The CEIC Leading Indicator for China declined from 108.5 in June to 107.0 in July, still staying above the 100 threshold. The reading suggested that the Chinese economy is performing above its long-term trend. The automobile sector continued to recover, growing by 31.78% y/y in July, following the 28.62% y/y increase in June. China’s official manufacturing PMI, however, fell once again into negative territory, after rebounding slightly in June.

The index dropped to 49 from 50.2 in the previous month as four out of the five components fell below the threshold level of 50. In the first seven months, floor space sold of commodity buildings shrank by as much as 23.09% y/y. Money supply grew by 11.99% y/y in July. The smoothed CEIC Leading Indicator improved from 105.2 in June to 106.8 in July, suggesting improved growth prospects for the Chinese economy in the second half of the year.

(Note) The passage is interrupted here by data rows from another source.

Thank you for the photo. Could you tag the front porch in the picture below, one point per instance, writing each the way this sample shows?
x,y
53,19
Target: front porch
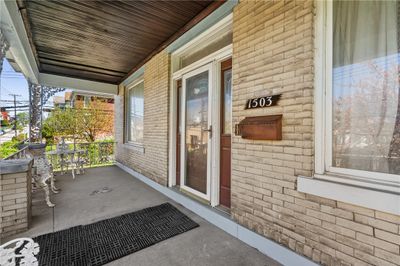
x,y
78,204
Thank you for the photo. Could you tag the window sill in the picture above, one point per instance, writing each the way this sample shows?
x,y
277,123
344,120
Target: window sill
x,y
386,201
137,148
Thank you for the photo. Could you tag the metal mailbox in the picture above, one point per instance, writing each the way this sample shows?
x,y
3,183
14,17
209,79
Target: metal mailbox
x,y
260,127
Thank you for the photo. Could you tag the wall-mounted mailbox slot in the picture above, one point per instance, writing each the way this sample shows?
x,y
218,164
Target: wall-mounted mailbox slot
x,y
260,127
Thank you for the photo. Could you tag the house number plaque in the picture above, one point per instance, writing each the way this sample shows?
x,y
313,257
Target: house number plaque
x,y
265,101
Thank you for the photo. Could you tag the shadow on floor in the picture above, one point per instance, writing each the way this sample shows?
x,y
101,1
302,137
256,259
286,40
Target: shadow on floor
x,y
107,192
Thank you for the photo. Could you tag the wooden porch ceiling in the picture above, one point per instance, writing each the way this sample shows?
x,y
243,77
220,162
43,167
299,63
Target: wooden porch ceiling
x,y
105,40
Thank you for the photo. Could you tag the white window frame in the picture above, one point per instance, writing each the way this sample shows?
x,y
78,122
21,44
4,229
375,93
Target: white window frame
x,y
127,117
373,190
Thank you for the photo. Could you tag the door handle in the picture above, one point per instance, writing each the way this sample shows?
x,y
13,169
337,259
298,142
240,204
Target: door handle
x,y
209,130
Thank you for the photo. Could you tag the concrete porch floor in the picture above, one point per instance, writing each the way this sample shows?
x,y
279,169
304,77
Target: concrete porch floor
x,y
76,204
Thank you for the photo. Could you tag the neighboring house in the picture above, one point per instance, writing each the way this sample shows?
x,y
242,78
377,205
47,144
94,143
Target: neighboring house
x,y
299,180
4,115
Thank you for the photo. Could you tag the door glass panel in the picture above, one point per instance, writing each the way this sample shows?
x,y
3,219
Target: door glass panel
x,y
196,140
227,120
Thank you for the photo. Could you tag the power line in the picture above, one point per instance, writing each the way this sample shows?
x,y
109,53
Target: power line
x,y
15,112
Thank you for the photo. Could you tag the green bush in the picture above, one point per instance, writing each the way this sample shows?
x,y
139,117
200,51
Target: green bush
x,y
8,148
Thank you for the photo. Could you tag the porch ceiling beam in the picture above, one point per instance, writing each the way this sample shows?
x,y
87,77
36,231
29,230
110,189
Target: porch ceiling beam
x,y
199,17
94,87
13,28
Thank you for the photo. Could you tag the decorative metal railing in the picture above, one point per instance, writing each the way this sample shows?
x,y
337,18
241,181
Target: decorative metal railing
x,y
94,154
21,153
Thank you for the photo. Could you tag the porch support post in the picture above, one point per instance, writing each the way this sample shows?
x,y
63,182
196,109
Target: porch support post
x,y
3,49
34,112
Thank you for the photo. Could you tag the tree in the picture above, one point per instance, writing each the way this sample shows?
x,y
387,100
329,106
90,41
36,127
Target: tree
x,y
22,120
95,120
89,123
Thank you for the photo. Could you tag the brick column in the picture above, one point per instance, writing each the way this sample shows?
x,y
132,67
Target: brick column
x,y
15,196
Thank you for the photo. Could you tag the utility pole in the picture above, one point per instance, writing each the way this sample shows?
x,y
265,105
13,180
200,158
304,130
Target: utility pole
x,y
15,112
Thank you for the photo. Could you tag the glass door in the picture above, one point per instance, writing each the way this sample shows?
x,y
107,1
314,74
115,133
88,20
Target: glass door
x,y
197,132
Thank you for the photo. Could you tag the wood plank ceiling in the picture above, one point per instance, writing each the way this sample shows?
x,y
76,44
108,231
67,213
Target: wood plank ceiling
x,y
105,40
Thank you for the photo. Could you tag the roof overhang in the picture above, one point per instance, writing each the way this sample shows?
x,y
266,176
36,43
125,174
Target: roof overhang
x,y
23,54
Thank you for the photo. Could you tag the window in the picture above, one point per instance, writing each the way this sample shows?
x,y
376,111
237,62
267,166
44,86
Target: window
x,y
362,104
134,113
357,105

US, Euro Area and Brazil: Eurozone at Record Low, US Housing Market Facing Crisis

The CEIC Indicator for the US fell to its lowest level in two years, according to July data. The non-smoothed indicator decreased by 4.8 points m/m to 91.1, marking the third consecutive month of performance below 100 which separates expansion from contraction. The smoothed CEIC Leading Indicator fell 3.7 points m/m to 93.1, signalling that the US business cycle has fallen into a downturn phase. This performance was in line with the real GDP growth of the US in the last two quarters which turned negative and signalled technical recession. July marked another month of declining vehicle sales in the US, as they dropped by 11.3% y/y, the twelfth consecutive double-digit decline. The housing market index plummeted to 55, the sharpest drop since April 2020 as interest rate hikes are pushing mortgage rates up and home prices increase rapidly. The Conference Board consumer confidence index fell again in July, triggered by a deterioration in the present situation index, which fell to 141.3 from 147.2, while the expectation index declined only slightly, to 65.3 from 65.8. The deterioration in consumer confidence can be explained by the rising food and energy inflation. The ISM PMI eased slightly in July and has been mostly decelerating since September 2021 due to continuous supply chain constraints. The number of jobless claims in July continued to increase steadily, although the US labour market remains tight, with job openings and the unemployment rate at pre-pandemic levels. The Standard & Poors 500 stock market index closed in July at 4,130.3, managing to recover the losses in June.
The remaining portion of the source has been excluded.